QUATTORDICI

314 13 1
                                    


Cesare


«Hai tutta la mia attenzione», dichiarò standomi davanti, in piedi. Il suo corpo mi sovrastava e io provai ad allungare una mano verso la sua ma lei la scostò.

«Puoi sederti vicino a me? Per favore?», l'implorai e dopo aver fatto vagare lo sguardo per l'intera stanza mi accontentò. Tirai un sospiro di sollievo quando, allungando la mia mano verso la sua non la ritrasse.

La guardai negli occhi e presi coraggio. Era arrivato il momento che più temevo. Era arrivato il tempo di rivelare il mio passato.

«Cinque anni fa, tra i miei genitori le cose non andavano molto bene.

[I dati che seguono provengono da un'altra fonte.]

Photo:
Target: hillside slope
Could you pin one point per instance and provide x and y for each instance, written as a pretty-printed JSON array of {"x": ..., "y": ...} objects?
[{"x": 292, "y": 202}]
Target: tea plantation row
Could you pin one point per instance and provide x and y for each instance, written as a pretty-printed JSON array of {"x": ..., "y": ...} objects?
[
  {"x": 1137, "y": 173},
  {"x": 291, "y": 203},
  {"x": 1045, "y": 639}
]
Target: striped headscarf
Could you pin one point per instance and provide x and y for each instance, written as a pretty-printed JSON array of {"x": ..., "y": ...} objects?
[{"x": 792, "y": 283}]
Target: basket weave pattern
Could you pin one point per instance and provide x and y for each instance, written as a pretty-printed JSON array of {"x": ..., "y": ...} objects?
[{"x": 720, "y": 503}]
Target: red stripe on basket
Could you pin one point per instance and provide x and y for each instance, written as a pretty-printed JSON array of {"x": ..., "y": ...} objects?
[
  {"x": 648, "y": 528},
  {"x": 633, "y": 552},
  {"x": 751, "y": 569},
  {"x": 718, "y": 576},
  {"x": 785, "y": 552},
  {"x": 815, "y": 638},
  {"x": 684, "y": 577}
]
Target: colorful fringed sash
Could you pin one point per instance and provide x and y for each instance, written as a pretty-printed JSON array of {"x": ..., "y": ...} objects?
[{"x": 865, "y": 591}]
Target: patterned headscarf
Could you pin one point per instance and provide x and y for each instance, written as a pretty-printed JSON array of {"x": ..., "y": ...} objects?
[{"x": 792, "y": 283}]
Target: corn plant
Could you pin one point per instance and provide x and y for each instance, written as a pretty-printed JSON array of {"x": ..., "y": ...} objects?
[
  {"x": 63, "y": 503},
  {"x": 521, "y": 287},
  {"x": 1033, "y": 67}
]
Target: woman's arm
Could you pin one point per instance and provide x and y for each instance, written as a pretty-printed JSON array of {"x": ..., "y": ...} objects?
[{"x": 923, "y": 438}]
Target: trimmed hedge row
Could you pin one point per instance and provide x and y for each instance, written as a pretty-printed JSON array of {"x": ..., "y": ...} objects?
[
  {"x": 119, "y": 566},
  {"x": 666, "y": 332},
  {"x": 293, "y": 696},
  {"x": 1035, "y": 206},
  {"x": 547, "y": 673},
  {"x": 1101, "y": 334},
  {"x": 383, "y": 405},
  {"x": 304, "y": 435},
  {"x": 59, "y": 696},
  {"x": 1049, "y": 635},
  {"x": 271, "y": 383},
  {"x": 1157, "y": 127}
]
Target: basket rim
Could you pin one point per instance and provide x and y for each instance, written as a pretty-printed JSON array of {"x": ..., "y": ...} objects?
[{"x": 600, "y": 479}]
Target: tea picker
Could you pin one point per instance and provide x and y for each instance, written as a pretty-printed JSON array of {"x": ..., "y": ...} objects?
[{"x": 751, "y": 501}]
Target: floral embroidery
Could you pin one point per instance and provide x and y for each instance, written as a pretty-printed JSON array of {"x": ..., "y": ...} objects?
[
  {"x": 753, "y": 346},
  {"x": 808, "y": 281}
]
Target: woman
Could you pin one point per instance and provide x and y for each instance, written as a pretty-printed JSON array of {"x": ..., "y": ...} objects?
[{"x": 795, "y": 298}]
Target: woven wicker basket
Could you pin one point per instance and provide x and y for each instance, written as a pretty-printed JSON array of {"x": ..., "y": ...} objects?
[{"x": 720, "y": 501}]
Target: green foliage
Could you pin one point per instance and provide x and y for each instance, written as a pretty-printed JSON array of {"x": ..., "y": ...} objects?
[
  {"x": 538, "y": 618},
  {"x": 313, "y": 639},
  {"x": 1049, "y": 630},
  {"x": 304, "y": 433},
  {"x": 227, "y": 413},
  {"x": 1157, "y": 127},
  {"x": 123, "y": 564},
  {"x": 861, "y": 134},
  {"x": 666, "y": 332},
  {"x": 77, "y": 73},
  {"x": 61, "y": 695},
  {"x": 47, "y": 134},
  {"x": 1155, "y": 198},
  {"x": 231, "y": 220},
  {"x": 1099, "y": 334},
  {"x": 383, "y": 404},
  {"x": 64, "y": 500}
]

Papà non c'era mai e mamma... lei era sempre assente», poi, notando lo sguardo confuso di Camilla, aggiunsi: «Mentalmente assente. Anche se era con noi, con la mente era altrove. Era entrata in uno stato depressivo, allora non lo capii immediatamente, vedevo solo la mamma piangere sempre e bisticciare con papà quando non era al lavoro. I gemelli non si sono mai accorti di nulla visto che le loro liti avvenivano sempre nel "privato", ma io... ero sempre stato quello più attaccato alla mamma ed ero riuscito a intravedere un cambiamento in lei. Capii la gravità della cosa nel momento in cui decise di trasferirsi nella stanza accanto alla mia, la tua stanza.»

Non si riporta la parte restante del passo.